Perhaps of all the localities of the Oregon territory so vividly described in Captain Fremont's adventurous narrative, the Pyramid Lake, visited on the homeward journey from the Dallas to the Missouri river, is the most beautiful. The exploring party having reached a defile between mountains descending rapidly about 2000 feet, saw, filling up all the lower space, a sheet of green water some twenty miles broad. "It broke upon our eyes," says the narrator, "like the ocean: the neighbouring peaks rose high above us, and we ascended one of them to obtain a better view. The waves were curling to the breeze, and their dark green colour showed it to be a body of deep water. For a long time we sat enjoying the view, for we had become fatigued with mountains, and the free expanse of moving waves was very grateful. It was like a gem in the mountains, which, from our position, seemed to enclose it almost entirely. At the eastern end it communicated with the line of basins we had left a few days since; and on the opposite side it swept a ridge of snowy mountains, the foot of the great Sierra. We followed a broad Indian trail or tract along the shore of the lake to the southward. For a short space we had room enough in the bottom, but, after travelling a short distance, the water swept the foot of the precipitous mountains, the peaks of which are about 3000 feet above the lake. We afterwards encamped on the shore, opposite a very remarkable rock in the lake, which had attracted our attention for many miles. It rose according to our estimation 600 feet above the level of the water, and, from the point we viewed it, presented a pretty exact outline of the great pyramid of Cheops. Like other rocks along the shore, it seemed to be encrusted with calcareous cement. This striking feature suggested a name for the lake, and I called it Pyramid Lake. Its elevation above the sea is 4890 feet, being nearly 700 feet higher than the Great Salt Lake, from which it lies nearly west." The position and elevation of Pyramid Lake make it an object of geographical interest. It is the nearest lake to the western river, as the Great Salt Lake is to the eastern river, of the great basin which lies between the base of the Rocky Mountains and the Sierra Nevada, and the extent and character of which it is so desirable to know.

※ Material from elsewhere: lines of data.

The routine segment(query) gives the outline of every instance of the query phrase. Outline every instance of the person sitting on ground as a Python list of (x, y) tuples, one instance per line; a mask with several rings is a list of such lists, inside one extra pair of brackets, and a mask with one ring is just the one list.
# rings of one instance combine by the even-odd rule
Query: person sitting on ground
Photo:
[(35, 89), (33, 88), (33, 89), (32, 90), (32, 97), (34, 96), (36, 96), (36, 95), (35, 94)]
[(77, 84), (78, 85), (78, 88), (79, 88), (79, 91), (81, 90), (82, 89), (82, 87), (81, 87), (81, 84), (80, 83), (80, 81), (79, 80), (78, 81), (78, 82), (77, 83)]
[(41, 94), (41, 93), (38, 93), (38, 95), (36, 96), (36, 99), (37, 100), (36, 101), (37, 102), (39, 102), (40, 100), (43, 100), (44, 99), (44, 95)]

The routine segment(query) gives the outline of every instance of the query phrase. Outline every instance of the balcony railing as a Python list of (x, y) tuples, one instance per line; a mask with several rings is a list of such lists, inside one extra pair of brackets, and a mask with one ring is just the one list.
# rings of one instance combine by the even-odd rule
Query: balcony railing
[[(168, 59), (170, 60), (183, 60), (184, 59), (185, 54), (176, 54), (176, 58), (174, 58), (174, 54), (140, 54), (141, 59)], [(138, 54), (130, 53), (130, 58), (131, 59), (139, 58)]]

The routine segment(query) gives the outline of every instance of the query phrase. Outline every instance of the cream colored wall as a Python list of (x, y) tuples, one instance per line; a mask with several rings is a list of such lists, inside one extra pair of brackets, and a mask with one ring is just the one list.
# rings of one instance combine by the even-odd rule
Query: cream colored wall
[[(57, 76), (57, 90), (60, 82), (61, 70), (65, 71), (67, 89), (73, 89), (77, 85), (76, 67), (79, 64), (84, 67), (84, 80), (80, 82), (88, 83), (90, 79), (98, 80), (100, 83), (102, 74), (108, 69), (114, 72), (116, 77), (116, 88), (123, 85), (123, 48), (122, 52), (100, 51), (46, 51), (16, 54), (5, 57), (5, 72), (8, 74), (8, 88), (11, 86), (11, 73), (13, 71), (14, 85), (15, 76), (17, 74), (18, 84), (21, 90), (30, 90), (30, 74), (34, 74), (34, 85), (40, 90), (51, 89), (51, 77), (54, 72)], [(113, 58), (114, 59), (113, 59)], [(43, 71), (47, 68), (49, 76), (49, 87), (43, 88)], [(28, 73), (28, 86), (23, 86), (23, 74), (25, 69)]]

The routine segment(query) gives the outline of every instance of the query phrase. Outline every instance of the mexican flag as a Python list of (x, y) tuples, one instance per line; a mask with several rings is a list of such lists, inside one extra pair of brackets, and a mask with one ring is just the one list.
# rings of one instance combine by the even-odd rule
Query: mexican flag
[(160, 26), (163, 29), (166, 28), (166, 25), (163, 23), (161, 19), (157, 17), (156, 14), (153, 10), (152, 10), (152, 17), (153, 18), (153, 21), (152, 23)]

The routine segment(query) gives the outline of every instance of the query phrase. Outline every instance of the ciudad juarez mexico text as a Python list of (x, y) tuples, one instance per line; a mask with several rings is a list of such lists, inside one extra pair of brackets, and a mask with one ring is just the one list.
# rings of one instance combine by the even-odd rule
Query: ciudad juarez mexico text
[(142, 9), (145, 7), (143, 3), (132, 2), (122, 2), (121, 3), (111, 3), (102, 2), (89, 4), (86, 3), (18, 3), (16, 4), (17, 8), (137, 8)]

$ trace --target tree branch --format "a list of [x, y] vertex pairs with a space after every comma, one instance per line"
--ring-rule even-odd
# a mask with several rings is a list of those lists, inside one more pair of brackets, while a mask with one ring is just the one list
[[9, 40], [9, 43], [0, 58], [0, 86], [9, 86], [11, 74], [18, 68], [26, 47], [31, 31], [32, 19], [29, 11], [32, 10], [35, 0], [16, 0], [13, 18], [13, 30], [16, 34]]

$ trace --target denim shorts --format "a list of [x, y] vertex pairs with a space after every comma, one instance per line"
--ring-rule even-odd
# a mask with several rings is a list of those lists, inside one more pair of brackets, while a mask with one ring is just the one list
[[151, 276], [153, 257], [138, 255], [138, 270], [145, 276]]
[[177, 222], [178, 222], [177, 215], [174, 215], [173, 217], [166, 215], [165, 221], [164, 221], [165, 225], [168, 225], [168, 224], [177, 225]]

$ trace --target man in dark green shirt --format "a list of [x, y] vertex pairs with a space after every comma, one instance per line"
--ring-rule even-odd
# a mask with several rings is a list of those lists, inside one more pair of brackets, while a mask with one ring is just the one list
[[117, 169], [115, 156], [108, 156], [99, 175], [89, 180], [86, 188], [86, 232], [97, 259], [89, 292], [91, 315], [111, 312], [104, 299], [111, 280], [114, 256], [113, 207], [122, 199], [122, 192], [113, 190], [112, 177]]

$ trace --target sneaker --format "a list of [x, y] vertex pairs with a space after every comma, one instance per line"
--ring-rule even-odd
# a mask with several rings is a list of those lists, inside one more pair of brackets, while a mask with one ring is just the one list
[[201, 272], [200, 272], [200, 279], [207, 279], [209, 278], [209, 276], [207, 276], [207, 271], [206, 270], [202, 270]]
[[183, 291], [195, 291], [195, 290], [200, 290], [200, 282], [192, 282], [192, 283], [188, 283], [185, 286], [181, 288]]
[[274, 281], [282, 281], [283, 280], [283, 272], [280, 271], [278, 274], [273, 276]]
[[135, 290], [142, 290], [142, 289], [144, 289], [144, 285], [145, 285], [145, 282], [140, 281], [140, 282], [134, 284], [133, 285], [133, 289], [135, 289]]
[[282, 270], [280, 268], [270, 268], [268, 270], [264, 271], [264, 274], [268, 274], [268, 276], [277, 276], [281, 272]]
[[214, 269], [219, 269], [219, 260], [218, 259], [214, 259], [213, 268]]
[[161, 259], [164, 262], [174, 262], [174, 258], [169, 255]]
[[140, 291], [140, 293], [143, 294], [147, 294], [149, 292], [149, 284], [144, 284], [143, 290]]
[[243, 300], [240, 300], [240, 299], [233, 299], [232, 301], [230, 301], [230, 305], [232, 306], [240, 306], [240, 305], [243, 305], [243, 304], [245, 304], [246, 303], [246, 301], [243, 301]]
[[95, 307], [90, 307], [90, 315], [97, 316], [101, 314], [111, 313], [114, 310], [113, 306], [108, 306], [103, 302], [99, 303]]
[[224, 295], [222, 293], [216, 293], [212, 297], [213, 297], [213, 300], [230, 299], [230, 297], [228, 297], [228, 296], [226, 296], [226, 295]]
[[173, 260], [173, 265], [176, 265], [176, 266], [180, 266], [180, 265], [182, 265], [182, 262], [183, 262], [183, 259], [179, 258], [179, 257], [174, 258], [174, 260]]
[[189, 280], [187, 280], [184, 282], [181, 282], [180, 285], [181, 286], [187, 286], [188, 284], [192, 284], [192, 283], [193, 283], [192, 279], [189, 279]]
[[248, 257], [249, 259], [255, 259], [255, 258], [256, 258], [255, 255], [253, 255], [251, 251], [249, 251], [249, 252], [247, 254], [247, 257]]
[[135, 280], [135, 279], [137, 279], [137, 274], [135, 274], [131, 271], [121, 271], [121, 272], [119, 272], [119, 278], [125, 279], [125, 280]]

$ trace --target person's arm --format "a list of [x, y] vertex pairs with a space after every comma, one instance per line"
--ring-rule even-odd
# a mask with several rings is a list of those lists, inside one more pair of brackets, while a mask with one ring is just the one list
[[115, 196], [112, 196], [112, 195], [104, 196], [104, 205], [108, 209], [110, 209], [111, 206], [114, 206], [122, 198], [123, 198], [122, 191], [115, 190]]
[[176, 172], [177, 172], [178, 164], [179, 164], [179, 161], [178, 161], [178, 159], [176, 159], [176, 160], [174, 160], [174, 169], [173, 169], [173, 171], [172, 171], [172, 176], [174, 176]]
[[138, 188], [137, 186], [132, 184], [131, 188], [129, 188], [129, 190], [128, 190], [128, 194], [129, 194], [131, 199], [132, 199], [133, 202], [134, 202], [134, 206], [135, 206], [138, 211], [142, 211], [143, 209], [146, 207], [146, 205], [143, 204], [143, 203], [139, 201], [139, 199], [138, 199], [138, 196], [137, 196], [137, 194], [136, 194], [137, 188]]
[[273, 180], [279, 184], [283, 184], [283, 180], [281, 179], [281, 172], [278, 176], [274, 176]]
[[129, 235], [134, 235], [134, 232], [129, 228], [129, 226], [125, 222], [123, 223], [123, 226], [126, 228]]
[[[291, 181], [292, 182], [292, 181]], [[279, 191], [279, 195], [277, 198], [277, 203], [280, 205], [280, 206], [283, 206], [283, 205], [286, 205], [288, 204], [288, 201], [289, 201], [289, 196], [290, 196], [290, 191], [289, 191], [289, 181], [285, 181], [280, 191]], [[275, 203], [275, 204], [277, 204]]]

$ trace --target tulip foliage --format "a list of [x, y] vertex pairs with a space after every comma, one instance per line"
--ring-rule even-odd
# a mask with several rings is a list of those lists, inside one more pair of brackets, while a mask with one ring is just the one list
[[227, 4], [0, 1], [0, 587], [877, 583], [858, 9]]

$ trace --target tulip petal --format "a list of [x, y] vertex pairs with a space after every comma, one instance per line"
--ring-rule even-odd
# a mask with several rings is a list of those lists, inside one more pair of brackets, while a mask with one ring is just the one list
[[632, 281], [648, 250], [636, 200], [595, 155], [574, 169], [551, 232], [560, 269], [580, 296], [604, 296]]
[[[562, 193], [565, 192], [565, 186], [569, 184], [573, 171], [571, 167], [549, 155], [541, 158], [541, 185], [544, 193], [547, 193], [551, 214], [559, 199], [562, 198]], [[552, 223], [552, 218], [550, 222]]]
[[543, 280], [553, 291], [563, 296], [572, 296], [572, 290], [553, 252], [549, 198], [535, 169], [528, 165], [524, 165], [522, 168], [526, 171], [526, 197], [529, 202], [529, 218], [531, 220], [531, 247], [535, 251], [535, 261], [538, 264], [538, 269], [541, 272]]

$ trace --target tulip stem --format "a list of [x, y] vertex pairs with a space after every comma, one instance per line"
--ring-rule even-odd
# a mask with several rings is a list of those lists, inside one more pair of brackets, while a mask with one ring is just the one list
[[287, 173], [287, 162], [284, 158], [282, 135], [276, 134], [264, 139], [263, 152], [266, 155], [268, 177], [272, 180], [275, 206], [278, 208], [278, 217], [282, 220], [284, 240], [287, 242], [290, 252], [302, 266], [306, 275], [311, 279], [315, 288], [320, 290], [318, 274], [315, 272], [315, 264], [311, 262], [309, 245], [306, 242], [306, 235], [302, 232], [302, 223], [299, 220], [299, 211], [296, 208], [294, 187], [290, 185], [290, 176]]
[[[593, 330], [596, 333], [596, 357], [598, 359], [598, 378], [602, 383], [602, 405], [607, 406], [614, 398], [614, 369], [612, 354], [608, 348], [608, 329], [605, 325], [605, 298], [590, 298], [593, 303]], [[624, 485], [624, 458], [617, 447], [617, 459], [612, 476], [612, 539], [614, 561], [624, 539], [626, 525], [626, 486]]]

Pyramid Lake, Oregon Territory.

Many parts of the borders of this lake appear to be a favourite place of encampment for the Indians, whose number in this country is estimated at 140,000. They retain, still unaltered, most of the features of the savage character. They procure food almost solely by hunting; and to surprise a hostile tribe, to massacre them with every exercise of savage cruelty, and to carry off their scalps as trophies, is their highest ambition. Their domestic behaviour, however, is orderly and peaceable; and they seldom kill or rob a white man. Considerable attempts have been made to civilize them, and with some success; but the moment that any impulse has been given to war and hunting, they have instantly reverted to their original habits.